I wasn’t sure why I didn’t want the brew anymore. It could be that, with a wife and 3 kids, it’s hard to justify sitting around for 6 hours by myself watching sugar water boil. Or maybe the fact that I realized that I was drinking A LOT of beer, not just homebrew, and I wanted to cut back. Or possibly that it became, for whatever reason, just not fun anymore.
Whatever the reason may have been, I stopped. 13 years of accumulated equipment, cleaners, and even some small amounts of leftover ingredients (yuck) were left to gather dust. Every time I would go into my garage, I’d see it there. I kept thinking, “I need to brew again,” but it didn’t happen. I’ve made some changes to my lifestyle in that time too. If I started brewing again, in my mind I would have to revert back to the way I was before. Maybe not completely, but I’m not willing to risk losing the gains I’ve made to go back to something that I don’t completely enjoy any more.
Craigslist to the rescue
I bought some new exercise equipment. My son started lifting and we found a used bench and weights. After I brought it home, I discovered that a workbench, weight bench, motorcycle, hanging heavy bag and my wife’s SUV, along with lawn equipment and all the other sundry effects that can be found in a typical garage, don’t fit. My wife refused to give up the real estate that her car was taking up. Actually, she didn’t refuse, I was smart enough not to ask. The motorcycle…I think NOT. That baby is garage-kept. Something had to go.

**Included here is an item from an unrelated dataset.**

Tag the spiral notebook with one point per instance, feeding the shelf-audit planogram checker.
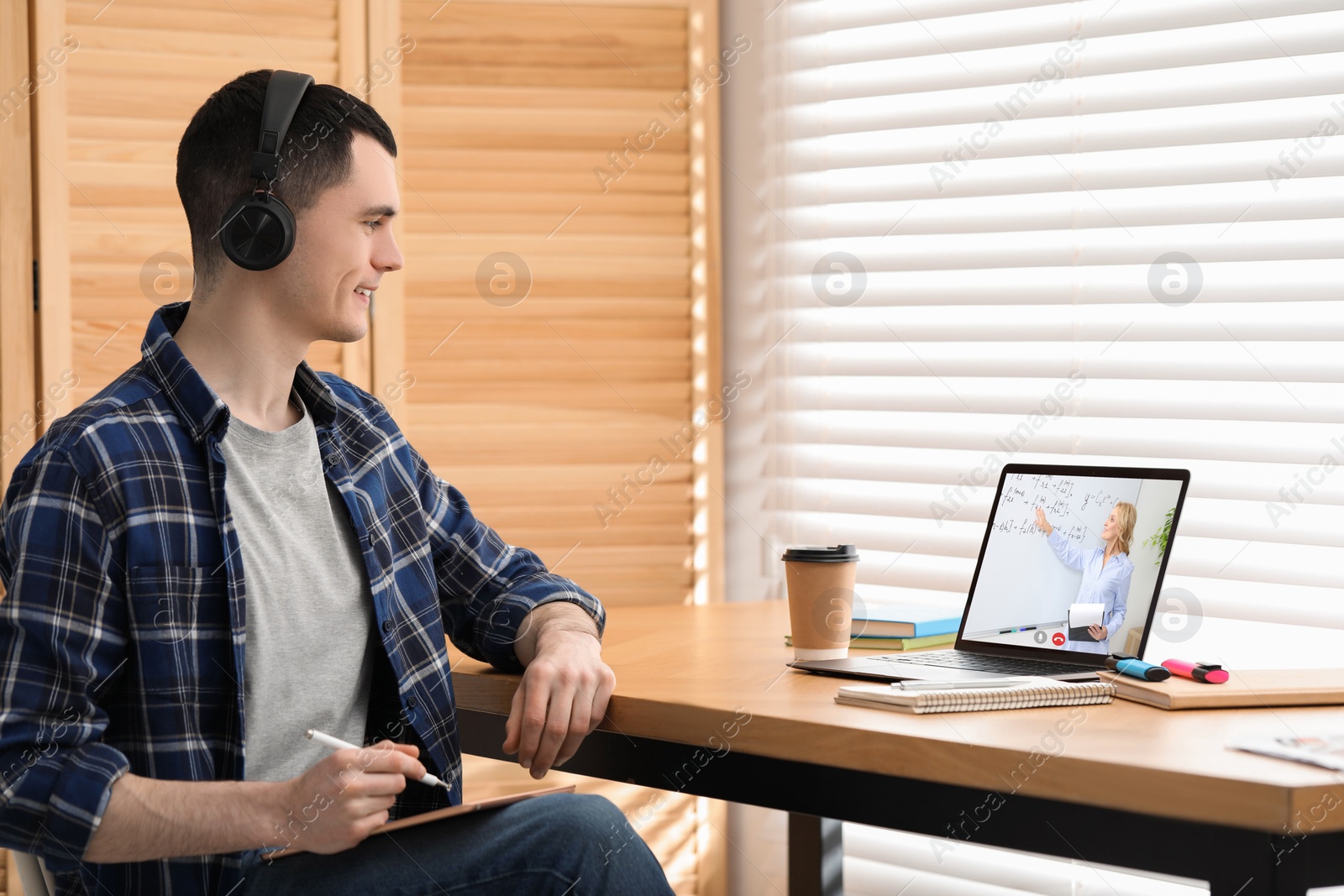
(1037, 692)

There in the corner was…the brewery. My collection of equipment that had been, at one time, my favorite thing to do. My time was done. It had to go. I put it on Craigslist. It stayed there almost a week. Then I got a message from a couple of guys who were interested. They came out Saturday morning and picked it up. Two brothers who, as they talked the talk, were probably as advanced in brewing as I had ever been, and were looking for ways to beef up what they were already doing.
I’m glad that everything will be put to use. I actually did take care of my equipment, except for all those hydrometers that seemed to break at the worst time. The worst thing I could think of was trashing everything. These guys took everything. Even my collection of bottles. I thought I’d be sorry to see it all go. I really wasn’t.

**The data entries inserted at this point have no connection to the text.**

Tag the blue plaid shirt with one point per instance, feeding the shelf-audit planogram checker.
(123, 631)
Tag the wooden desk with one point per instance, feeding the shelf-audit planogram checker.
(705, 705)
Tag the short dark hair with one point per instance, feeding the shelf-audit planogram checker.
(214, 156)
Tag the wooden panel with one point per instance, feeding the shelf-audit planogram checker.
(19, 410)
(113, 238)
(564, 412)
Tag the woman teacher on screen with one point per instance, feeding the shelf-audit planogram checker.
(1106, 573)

It was done. The garage organized. Wife happy. I went on to head out of town that afternoon to watch a fighter friend of mine fight (and win) at the World Series of Fighting event in Tampa, and drive back home behind the wheel of the most expensive sports car I’ve ever had my butt cheeks in. In all, it was an incredibly satisfying day.
It doesn’t change the fact that I’m a quitter, but I’m OK with that. Sometimes you have to let go of one thing to make room for something better.